The Campaign for Democratic and Workers’ Rights, CDWR, has made an eight-point demand to Dura Pack Industry Limited, a member of Lee Group Companies, located at Ikeja industrial area of Lagos State, in order to improve the working conditions at the company.
Describing the working conditions as deplorable, the CDWR called on the Nigeria Labour Congress, NLC, and National Union of Chemical, Footwear and Non-Metallic Workers, NUCFRLANMPE, to support the call for improvement in the working conditions.
The demands made by CDWR are: Improvement in salary and working conditions; provision of safe work tools; end to casualisation and contract staffing and provision of canteen within the company’s premises.
Other demands are to put an end to arbitrary sack and intimidation of workers; respect for the right to unionization; well-equipped sick bay within the factory premises and reduction of work hours from 12 hours to 8 hours.
In a statement issued by its national chairperson, Rufus Olusesan, and the national publicity secretary, Chinedu Bosah, CDWR said the working conditions were typical of those of slavery camps.
At present, the workers have embarked on strike from Monday to protest the poor working conditions.
The group also deplored the insensitivity of the company to the plight of the protesting workers.
It said instead of responding to the demands of the workers, the company “mobilized over 20 armed police officers led by the Area F Police Command who are intimidating the workers.”
The statement issued by CDWR explaining the poor working conditions reads in part: “Typical of slave factory camps, workers in Dura Pack work from Monday to Sunday every week without any rest day and for 12 hours daily; there is no clearly defined condition of service; the wage is poor; workers are not given safety tools to work with; no staff canteen and workers are not allowed to go out at the break period to eat; salaries are determined arbitrarily as salaries are paid without a defined structure etc.
“For more than 10 years, the management has resisted workers’ demand to join the National Union of Chemical, Footwear and Non-Metallic Workers (NUCFRLANMPE).
“The salary of workers are in the range of N20,000 to N30,000 monthly and workers are abandoned when they sustain injury.
“A worker (Mr Chinedu Nwadike) who lost his wife and baby in the process of childbirth was sacked recently after he resumed work having travelled to bury his wife.
“Dura Pack, located at Ikeja industrial area is part of the Lee Group of Companies which is notorious for operating slave factory camps in Nigeria, though not fundamentally different from many other private companies in Nigeria.

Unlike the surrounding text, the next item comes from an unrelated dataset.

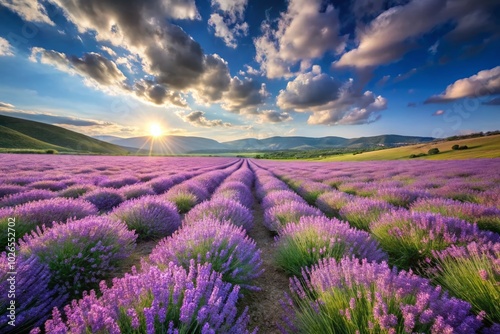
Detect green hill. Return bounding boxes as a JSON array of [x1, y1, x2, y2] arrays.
[[0, 115, 128, 155], [322, 135, 500, 161]]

“It would be recalled that on September 16, 2002, 37 Nigerian workers lost their lives during a fire outbreak at the West Africa Rubber Limited situated in Ikorodu which is also part of the Lee Group.
“The death occurred because workers on night shift were normally locked up and so when the fire broke out workers were trapped and lives were regrettably lost while many workers sustained different degrees of burns and injury.

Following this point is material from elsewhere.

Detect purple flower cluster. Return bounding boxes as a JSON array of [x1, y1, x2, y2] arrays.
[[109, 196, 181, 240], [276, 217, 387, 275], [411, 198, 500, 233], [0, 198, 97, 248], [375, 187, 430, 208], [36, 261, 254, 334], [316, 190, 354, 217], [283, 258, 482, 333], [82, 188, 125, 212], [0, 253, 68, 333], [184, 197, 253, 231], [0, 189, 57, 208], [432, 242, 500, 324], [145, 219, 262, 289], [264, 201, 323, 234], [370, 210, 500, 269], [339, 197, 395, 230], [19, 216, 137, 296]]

“Till this present moment, the company has never been sanctioned in any way.
“The Campaign for Democratic and Workers’ Rights (CDWR) has consistently called on the leadership of the National Union of Chemical, Footwear and Non-Metallic Workers (NUCFRLANMPE) to organize the workers. But the union has failed to do so despite the willingness of the workers to join the union. Workers in Dura Pack are ready to defend their right and interest but in the absence of a serious trade union leadership ready to lead the struggle, workers are at the mercy of management.”